6. Ingesting Data with the Apache Kafka Spout

Apache Kafka is a high-throughput, distributed messaging system. Apache Storm provides a Kafka spout to facilitate ingesting data from Kafka 0.8x brokers. Storm developers should include downstream bolts in their topologies to process data ingested with the Kafka spout. The storm-kafka components include a core-storm spout, as well as a fully transactional Trident spout. The storm-kafka spouts provide the following key features:

'Exactly once' tuple processing with the Trident API
Dynamic discovery of Kafka brokers and partitions

Hortonworks recommends that Storm developers use the Trident API. However, use the core-storm API if sub-second latency is critical for your Storm topology.

The core-storm API represents a Kafka spout with the KafkaSpout class, and the Trident API provides a OpaqueTridentKafkaSpout class to represent the spout. To initialize KafkaSpout and OpaqueTridentKafkaSpout, Storm developers need an instance of a subclass of the KafkaConfig class, which represents configuration information needed to ingest data from a Kafka cluster. The KafkaSpout constructor requires the SpoutConfig subclass, and the OpaqueTridentKafkaSpout requires the TridentKafkaConfig subclass. In turn, the constructors for both KafkaSpout and OpaqueTridentKafkaSpout require an implementation of the BrokerHosts interface, which is used to map Kafka brokers to topic partitions.
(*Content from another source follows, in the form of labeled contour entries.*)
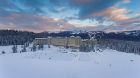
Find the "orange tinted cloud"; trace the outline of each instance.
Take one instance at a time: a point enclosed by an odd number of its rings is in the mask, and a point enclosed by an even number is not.
[[[129,11],[127,9],[111,7],[102,12],[95,13],[93,16],[108,17],[113,21],[123,21],[130,19],[130,17],[127,16],[128,13]]]

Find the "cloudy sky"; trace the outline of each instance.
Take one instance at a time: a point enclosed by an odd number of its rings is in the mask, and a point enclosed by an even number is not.
[[[0,29],[140,30],[140,0],[0,0]]]

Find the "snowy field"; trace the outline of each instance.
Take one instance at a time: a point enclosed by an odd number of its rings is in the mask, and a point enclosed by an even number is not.
[[[71,52],[53,46],[13,54],[11,48],[0,46],[0,52],[6,52],[0,54],[0,78],[140,78],[139,55],[113,50]]]

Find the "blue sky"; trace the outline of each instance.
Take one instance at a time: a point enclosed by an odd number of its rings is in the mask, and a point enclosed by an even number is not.
[[[140,0],[0,0],[0,29],[140,29]]]

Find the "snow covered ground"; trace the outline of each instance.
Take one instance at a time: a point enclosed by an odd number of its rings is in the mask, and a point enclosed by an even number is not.
[[[139,55],[71,52],[53,46],[13,54],[11,47],[0,46],[0,52],[6,52],[0,54],[0,78],[140,78]]]

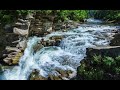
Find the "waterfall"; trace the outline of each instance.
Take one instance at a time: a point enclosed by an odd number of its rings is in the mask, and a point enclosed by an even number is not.
[[[37,52],[34,52],[33,46],[41,38],[29,38],[19,66],[7,69],[3,73],[3,77],[5,80],[27,80],[34,69],[39,70],[39,74],[44,77],[48,77],[49,74],[59,75],[56,71],[57,68],[76,72],[80,61],[86,57],[86,48],[108,46],[110,41],[108,37],[111,35],[111,30],[117,28],[117,26],[109,25],[81,24],[78,28],[68,32],[53,32],[44,38],[64,36],[60,45],[43,47]]]

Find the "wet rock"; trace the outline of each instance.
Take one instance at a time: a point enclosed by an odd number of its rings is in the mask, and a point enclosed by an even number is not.
[[[120,46],[120,34],[115,34],[114,39],[110,41],[110,46]]]
[[[20,41],[16,47],[24,50],[27,47],[27,40]]]
[[[6,33],[13,33],[13,26],[12,26],[11,24],[5,25],[4,31],[5,31]]]
[[[36,45],[33,46],[33,52],[36,53],[40,49],[42,49],[44,46],[41,43],[37,43]]]
[[[21,35],[21,36],[27,36],[29,34],[29,30],[23,30],[19,28],[14,28],[13,29],[14,34]]]
[[[94,55],[117,57],[120,55],[120,46],[87,48],[86,55],[88,58]]]
[[[39,71],[35,69],[30,74],[28,80],[47,80],[47,78],[39,75]]]
[[[7,57],[3,59],[3,62],[5,62],[8,65],[17,65],[22,55],[23,52],[9,53]]]

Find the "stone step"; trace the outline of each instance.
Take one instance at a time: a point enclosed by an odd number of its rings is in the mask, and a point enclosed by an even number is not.
[[[7,50],[7,51],[15,51],[15,52],[19,52],[19,51],[20,51],[20,50],[19,50],[18,48],[16,48],[16,47],[9,47],[9,46],[6,47],[6,50]]]

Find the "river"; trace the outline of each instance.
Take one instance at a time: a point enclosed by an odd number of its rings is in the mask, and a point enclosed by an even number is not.
[[[86,48],[95,46],[109,46],[111,30],[119,26],[103,25],[101,20],[88,19],[87,23],[67,32],[53,32],[44,39],[52,36],[63,36],[59,46],[43,47],[36,53],[33,46],[41,37],[30,37],[19,66],[6,69],[1,80],[28,80],[32,70],[37,69],[40,75],[58,75],[56,68],[72,70],[76,73],[80,61],[86,57]]]

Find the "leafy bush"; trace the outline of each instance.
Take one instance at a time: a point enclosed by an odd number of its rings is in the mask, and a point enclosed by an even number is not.
[[[93,56],[83,60],[78,67],[78,79],[82,80],[120,80],[120,56]]]
[[[87,10],[0,10],[0,22],[10,23],[19,16],[26,16],[28,13],[40,13],[44,15],[56,15],[58,20],[72,19],[81,21],[87,18]]]

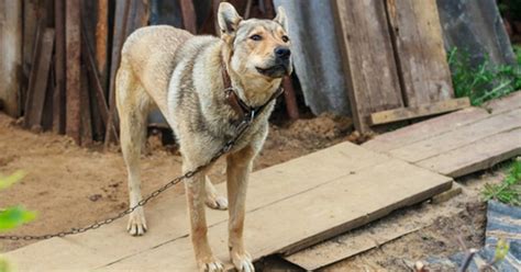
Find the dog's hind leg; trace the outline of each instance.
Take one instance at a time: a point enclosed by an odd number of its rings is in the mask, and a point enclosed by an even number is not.
[[[252,171],[252,161],[256,150],[247,146],[230,154],[226,158],[228,200],[229,207],[229,249],[230,259],[237,271],[254,272],[252,256],[246,251],[243,241],[246,188]]]
[[[138,83],[130,67],[122,60],[117,76],[117,106],[120,116],[121,150],[129,174],[130,206],[142,200],[141,195],[141,149],[146,137],[146,115],[151,98]],[[143,207],[130,214],[128,230],[132,236],[146,231]]]
[[[219,195],[217,189],[213,186],[210,177],[206,177],[204,188],[207,191],[207,199],[206,204],[207,206],[214,208],[214,209],[226,209],[228,208],[228,200],[226,197]]]

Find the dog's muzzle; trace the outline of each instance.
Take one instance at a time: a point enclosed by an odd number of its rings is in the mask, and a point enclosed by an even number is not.
[[[257,68],[257,71],[270,78],[281,78],[291,72],[291,50],[288,47],[279,46],[274,50],[274,64],[268,68]]]

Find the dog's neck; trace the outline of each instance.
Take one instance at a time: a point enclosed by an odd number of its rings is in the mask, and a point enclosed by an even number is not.
[[[239,76],[230,68],[233,54],[230,46],[223,44],[221,53],[223,89],[232,88],[239,97],[237,99],[247,106],[257,107],[263,105],[280,87],[281,79],[267,80],[264,77],[243,79],[243,77]]]

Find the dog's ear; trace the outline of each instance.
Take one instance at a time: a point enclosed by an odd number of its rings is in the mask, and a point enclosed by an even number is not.
[[[286,32],[288,31],[288,18],[286,16],[286,11],[284,10],[282,5],[277,8],[277,16],[275,16],[274,21],[282,25],[282,29]]]
[[[221,34],[234,34],[242,20],[243,19],[239,15],[232,4],[228,2],[219,4],[218,22],[219,27],[221,29]]]

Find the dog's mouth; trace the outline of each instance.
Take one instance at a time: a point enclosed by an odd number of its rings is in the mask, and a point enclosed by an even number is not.
[[[289,69],[287,65],[274,65],[268,68],[255,67],[255,69],[257,69],[257,71],[260,75],[264,75],[270,78],[281,78],[289,73]]]

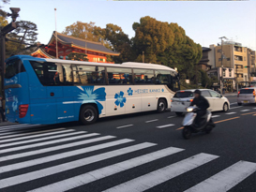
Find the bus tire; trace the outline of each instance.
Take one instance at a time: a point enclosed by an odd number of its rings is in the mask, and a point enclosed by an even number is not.
[[[165,99],[160,98],[158,102],[158,112],[161,113],[164,112],[167,108],[167,104]]]
[[[98,120],[98,110],[93,105],[84,105],[80,111],[80,121],[83,125],[94,124]]]

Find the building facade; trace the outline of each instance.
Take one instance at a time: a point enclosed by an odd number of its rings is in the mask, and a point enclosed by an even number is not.
[[[71,52],[85,53],[89,62],[113,63],[108,61],[108,55],[118,56],[99,42],[89,41],[53,32],[49,43],[43,48],[38,48],[31,55],[39,58],[56,58],[56,44],[58,58],[67,59]]]

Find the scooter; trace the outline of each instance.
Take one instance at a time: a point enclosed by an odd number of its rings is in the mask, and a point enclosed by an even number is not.
[[[201,117],[198,126],[195,126],[194,120],[197,116],[196,111],[199,110],[199,108],[192,106],[187,108],[188,113],[186,114],[182,123],[182,126],[184,126],[182,136],[186,140],[188,140],[192,133],[205,132],[206,134],[209,134],[215,127],[215,124],[212,120],[212,113],[209,111],[207,111],[205,115]]]

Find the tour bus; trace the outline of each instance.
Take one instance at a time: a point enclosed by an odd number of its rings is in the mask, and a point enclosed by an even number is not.
[[[28,55],[6,61],[9,122],[50,125],[146,111],[164,111],[179,89],[177,72],[144,63],[106,64]]]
The storm-kafka component provides two implementations of BrokerHosts: ZkHosts and StaticHosts. Use the ZkHosts implementation to dynamically track broker-to-partition mapping and the StaticHosts implementation when broker-to-partition mapping is static.

The following code samples demonstrate the use of these classes and interfaces.

Core-storm API

BrokerHosts hosts = new ZkHosts(zkConnString);
SpoutConfig spoutConfig = new SpoutConfig(hosts,topicName,"/" + topicName, UUID.randomUUID().toString());
spoutConfig.scheme = new SchemeAsMultiScheme(new StringScheme());
KafkaSpout kafkaSpout = new KafkaSpout(spoutConfig);

Trident API

TridentTopology topology = new TridentTopology();
BrokerHosts zk = new ZkHosts("localhost");
TridentKafkaConfig spoutConf = new TridentKafkaConfig(zk, "test-topic");
spoutConf.scheme = new SchemeAsMultiScheme(new StringScheme());
OpaqueTridentKafkaSpout spout = new OpaqueTridentKafkaSpout(spoutConf);

zookeeper.connect=host1:2181,host2:2181,host3:2181

Storm-Kafka API Reference

Javadoc for the storm-kafka component is installed at <$STORM_HOME>/contrib/storm-kafka/storm-kafka-0.9.3.2.2.6.0-<buildnumber>-javadoc.jar. This section provides additional reference documentation for the primary classes and interfaces of the storm-kafka component.

BrokerHosts Interface

The storm-kafka component provides two implementations of the BrokerHosts interface: ZkHosts and StaticHosts. Use the ZkHosts implementation to dynamically track broker-to-partition mapping and the StaticHosts implementation when broker-to-partition mapping is static. The constructor for StaticHosts requires an instance of GlobalPartitionInformation:

Broker brokerForPartition0 = new Broker("localhost");//localhost:9092
Broker brokerForPartition1 = new Broker("localhost", 9092);//localhost:9092 but we specified the port explicitly
Broker brokerForPartition2 = new Broker("localhost:9092");//localhost:9092 specified as one string.
GlobalPartitionInformation partitionInfo = new GlobalPartitionInformation();
partitionInfo.add(0, brokerForPartition0)//mapping form partition 0 to brokerForPartition0
partitionInfo.add(1, brokerForPartition1)//mapping form partition 1 to brokerForPartition1
partitionInfo.add(2, brokerForPartition2)//mapping form partition 2 to brokerForPartition2
StaticHosts hosts = new StaticHosts(partitionInfo);

KafkaConfig Class

Instantiate an instance of KafkaConfig with one of the following constructors, each of which requires an implementation of the BrokerHosts interface:

public KafkaConfig(BrokerHosts hosts, String topic)
public KafkaConfig(BrokerHosts hosts, String topic, String clientId)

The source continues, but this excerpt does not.